Montag, 8. Juni 2015

Politik-Lektüre VIII: "Mutti" ist wieder im Einsatz!

Manchmal kann man Erstaunliches lesen. So gestern, am 7.6.2015, in der Frankfurter Allgemeine Sonntagszeitung (S. 3): "Mutti", lautet die große Überschrift des Textes von Thomas Gutschker, "Angela Merkel hat in dieser Woche viel politisches Kapital eingesetzt. Sie will Alexis Tsipras retten. Warum nur?"

Ja, warum? Angela Merkel und Alexis Tsipras "haben in den letzten Monaten ein ziemlich gutes, sogar herzliches Verhältnis zueinander entwickelt", schreibt Thomas Gutschker. Ich wüsste gern, wie und wo er diese Art von Sympathie getragener Beziehung beobachtet hat. Sie ist die Erklärung dafür, dass die Bundeskanzlerin den griechischen Ministerpräsidenten unterstützt. Gutschker schreibt:

"Am Montag nahm Merkel die Sache in die Hand, sie griff so offen ein wie nie zuvor. Krisengipfel im Kanzleramt, mit Hollande und den Chefs der drei Institutionen (EU, EBZ, IWF). Nur die Chefs. Es stand nie zur Debatte, Schäuble einzuladen. Auch Dijsselbloem, der niederländische Finanzminister und Vorsitzende der Eurogruppe, musste daheim bleiben. Merkel wollte den Knoten durchhauen".

Mehr oder weniger im Alleingang? Ist das in Ordnung? Was ist mit dem Gedanken der Gemeinschaft?

Wir kriegen eine bekannte Geschichte erzählt - den Prototyp altdeutscher Sozialisation: Mutter verbündet sich hinter Vaters Rücken mit den Kindern. Das alte Drama in den schrecklichen vier Wänden deutscher Haushalte. Funktioniert so unsere Politik?

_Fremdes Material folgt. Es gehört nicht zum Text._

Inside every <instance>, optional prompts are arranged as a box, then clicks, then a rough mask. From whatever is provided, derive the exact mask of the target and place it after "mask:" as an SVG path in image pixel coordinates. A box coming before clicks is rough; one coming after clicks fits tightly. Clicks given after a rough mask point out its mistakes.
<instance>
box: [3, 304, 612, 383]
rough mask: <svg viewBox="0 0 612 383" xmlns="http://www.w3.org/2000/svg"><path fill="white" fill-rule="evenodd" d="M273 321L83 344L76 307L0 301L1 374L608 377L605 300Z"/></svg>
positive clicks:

Wahrscheinlich nicht. Wenn Sympathien so einfach regieren, geht es drunter und drüber. Die Akteure würden ihren Amtseid verletzen. Ich nehme an, Thomas Gutschker mag die psychoanalytisch unterfütterten, grell ausgeschmückten, großzügig erschlossenen Polit-Narrative. Was man vielleicht sagen kann: die Beamten vom Bundeskanzleramt und vom Finanzministerium sind mächtig zerstritten. Es grummelt in der Union. Eine alte Geschichte. Macht das Bundeskanzleramt etwa, was es will? Vergisst es den Macht-Auftrag der Partei? Die Eine strahlt, die anderen fallen ab? Wie bei manchen lokalen Politikern, die nicht mehr Oberbürgermeister großer Städte sind - wie jetzt in Dresden?